Ollantaytambo...pueblo mágico al pie de las ruinas.

Están siguiendo el viaje? Espero que sí!; peeeeero...como el público se renueva, les recordamos que veníamos en un tour por el Valle Sagrado de los Incas. Pasamos por Pisac, con sus ruinas, pueblo y mercado, almorzamos en un lugar de ensueño y ahora, con la panza llenísima y el corazón feliz, llegamos a Ollantaytambo.


Este pueblo se encuentra al sur del río Urumbamba y esta rodeado de montañas, sobre una de ellas estan las ruinas de igual nombre que el pueblo.
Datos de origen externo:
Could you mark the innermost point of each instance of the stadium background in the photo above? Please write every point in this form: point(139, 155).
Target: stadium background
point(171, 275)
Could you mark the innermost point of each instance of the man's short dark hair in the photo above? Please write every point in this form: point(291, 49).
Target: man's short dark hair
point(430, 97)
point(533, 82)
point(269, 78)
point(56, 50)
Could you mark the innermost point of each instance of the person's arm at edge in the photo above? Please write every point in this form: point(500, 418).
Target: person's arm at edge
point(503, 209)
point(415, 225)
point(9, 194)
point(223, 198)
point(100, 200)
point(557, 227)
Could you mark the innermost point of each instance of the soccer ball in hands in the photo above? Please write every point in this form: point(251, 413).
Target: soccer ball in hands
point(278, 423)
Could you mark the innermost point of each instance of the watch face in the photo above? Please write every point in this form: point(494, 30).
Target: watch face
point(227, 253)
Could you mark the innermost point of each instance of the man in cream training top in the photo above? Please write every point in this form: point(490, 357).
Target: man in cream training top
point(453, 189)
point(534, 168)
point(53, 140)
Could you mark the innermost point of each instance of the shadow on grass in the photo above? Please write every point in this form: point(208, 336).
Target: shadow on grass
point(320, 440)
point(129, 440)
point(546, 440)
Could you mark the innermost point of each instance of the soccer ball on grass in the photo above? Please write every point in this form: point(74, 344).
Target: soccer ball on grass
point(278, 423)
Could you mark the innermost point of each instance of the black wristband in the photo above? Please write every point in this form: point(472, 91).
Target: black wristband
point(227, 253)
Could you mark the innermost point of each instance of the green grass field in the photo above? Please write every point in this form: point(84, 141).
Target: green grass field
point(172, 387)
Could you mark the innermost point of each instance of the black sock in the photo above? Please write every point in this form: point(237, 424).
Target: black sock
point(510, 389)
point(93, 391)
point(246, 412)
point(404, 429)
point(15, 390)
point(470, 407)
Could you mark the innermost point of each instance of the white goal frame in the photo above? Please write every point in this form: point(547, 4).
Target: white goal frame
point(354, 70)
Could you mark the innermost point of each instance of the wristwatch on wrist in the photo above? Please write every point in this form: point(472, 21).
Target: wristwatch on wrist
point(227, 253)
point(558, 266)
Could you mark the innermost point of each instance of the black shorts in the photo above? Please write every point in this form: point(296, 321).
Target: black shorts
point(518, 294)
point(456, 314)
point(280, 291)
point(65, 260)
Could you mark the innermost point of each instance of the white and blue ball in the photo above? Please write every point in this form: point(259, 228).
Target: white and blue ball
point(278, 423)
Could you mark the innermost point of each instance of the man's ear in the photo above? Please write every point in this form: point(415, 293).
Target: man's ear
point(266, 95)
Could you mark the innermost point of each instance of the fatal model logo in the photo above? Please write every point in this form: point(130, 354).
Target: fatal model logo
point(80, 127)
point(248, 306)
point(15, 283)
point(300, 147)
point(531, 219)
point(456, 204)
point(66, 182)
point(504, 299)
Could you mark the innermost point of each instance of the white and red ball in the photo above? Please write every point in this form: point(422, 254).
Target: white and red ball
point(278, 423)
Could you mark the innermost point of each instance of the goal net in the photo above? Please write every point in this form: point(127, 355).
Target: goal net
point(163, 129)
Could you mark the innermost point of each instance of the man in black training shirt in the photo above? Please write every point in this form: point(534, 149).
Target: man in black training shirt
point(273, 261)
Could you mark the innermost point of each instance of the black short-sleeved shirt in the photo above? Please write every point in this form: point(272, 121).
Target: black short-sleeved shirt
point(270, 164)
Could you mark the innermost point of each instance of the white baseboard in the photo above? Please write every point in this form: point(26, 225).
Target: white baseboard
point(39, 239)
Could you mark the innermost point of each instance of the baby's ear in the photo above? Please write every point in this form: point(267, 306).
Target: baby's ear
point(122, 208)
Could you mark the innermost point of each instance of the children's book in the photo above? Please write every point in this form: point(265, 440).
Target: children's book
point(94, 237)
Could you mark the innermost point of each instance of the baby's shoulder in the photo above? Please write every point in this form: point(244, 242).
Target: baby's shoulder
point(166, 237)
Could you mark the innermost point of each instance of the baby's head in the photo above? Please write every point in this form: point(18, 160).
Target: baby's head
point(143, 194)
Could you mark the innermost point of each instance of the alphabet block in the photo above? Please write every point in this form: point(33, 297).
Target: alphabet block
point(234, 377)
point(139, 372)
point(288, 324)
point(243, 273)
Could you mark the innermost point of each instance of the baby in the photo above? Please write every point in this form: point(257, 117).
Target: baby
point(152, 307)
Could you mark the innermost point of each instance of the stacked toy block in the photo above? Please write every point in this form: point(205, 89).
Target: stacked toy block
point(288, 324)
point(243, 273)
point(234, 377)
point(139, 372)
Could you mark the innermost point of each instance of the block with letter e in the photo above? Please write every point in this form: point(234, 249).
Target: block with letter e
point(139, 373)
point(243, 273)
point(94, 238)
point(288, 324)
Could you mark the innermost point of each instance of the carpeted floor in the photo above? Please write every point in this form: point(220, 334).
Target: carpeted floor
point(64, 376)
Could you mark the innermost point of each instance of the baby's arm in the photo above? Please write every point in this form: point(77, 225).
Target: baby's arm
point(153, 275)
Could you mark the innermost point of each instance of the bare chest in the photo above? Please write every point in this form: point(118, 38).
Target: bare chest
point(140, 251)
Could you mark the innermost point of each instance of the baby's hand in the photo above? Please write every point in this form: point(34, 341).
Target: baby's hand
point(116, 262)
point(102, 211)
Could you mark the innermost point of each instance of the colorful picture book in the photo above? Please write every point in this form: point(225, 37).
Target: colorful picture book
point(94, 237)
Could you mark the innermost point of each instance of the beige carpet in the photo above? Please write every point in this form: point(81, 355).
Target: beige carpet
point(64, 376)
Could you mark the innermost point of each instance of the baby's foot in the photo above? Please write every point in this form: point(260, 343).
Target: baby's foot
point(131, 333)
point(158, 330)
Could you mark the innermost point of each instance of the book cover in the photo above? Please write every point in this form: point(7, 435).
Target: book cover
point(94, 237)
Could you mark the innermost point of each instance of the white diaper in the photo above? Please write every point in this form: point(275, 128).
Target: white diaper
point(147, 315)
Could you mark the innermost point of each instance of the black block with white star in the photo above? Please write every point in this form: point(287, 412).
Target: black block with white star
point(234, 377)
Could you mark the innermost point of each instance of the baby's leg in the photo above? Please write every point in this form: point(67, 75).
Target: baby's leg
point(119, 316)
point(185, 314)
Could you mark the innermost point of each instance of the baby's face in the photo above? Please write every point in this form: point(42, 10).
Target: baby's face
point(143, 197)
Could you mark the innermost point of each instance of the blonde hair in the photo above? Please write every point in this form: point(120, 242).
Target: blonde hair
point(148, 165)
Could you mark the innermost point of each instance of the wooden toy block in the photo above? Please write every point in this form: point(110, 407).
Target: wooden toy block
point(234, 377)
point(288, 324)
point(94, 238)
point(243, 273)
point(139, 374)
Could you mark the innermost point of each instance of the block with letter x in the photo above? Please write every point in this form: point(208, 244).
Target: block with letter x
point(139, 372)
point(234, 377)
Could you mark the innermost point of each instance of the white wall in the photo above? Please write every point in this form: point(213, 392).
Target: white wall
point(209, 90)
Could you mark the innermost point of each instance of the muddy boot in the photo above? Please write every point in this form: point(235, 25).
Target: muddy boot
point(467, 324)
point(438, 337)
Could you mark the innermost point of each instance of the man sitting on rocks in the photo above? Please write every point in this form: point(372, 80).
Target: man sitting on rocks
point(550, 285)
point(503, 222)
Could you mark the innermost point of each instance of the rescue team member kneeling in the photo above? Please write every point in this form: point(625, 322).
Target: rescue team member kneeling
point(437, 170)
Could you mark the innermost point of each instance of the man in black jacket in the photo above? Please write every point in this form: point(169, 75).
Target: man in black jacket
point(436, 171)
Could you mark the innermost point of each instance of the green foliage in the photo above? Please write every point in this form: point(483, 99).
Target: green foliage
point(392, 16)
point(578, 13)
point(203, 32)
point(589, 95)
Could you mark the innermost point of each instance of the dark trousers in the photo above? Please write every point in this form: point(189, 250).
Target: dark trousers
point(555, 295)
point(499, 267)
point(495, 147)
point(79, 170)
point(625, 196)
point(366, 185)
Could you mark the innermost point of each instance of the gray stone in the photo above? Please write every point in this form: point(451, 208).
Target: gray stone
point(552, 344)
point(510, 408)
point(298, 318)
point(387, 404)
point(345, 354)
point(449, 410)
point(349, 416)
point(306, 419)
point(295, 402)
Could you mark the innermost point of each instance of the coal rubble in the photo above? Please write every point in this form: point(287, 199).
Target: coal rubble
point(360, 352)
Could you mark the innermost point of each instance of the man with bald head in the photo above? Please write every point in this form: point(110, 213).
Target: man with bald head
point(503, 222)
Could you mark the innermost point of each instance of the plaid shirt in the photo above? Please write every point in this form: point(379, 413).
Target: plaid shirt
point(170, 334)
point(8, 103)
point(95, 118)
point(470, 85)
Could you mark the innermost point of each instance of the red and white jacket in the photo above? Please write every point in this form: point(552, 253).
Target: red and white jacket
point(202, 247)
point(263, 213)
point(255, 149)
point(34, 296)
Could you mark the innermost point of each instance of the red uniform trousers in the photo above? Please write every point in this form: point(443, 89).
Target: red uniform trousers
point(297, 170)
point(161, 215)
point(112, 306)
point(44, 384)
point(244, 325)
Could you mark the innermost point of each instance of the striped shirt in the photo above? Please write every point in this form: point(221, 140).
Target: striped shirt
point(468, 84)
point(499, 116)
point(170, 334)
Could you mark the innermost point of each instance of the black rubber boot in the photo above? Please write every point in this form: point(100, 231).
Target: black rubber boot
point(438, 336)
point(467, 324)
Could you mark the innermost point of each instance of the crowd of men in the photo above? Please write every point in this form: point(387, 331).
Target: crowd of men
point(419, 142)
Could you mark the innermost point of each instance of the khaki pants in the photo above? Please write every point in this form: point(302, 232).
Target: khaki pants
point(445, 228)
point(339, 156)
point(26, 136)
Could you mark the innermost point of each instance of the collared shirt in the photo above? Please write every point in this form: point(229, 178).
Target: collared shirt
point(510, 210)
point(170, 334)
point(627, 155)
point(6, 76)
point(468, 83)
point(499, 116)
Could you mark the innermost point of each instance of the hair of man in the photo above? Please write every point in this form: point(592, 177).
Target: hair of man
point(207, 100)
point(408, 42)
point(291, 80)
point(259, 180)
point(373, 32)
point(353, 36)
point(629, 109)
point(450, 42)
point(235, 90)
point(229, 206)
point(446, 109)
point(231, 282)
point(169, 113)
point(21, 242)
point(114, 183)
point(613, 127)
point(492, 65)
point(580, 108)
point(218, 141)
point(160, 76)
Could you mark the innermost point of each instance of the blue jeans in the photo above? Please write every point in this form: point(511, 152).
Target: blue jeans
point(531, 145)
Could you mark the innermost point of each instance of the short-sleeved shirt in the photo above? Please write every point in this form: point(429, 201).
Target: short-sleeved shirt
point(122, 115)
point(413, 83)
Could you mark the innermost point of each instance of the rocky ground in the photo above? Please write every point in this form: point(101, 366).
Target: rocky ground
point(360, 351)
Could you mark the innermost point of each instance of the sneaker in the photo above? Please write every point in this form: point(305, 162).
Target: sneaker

A 2.792 msnm encontramos un enorme fuerte inca con terrazas sobre la ladera de la montaña, como las que vemos por todos los paisajes de esta zona de Perú.

Ni bien bajar de la van, esta vez ya con nuestro equipaje dado que hacíamos noche en "Ollanta", para dirigirnos al día siguiente a Aguas Calientes o Machu Pichu pueblo, lo primero que dijimos fue "me encanta este lugar". Un pueblito con callecitas de adoquines que aun conservan los canales de agua por donde antaño corría el agua limpia que consumía el pueblo, construcciones de adobe, los típicos colores "de aguayo" por todos lados, menos de 20 manzanas en total, con su plaza y mercado artesanal.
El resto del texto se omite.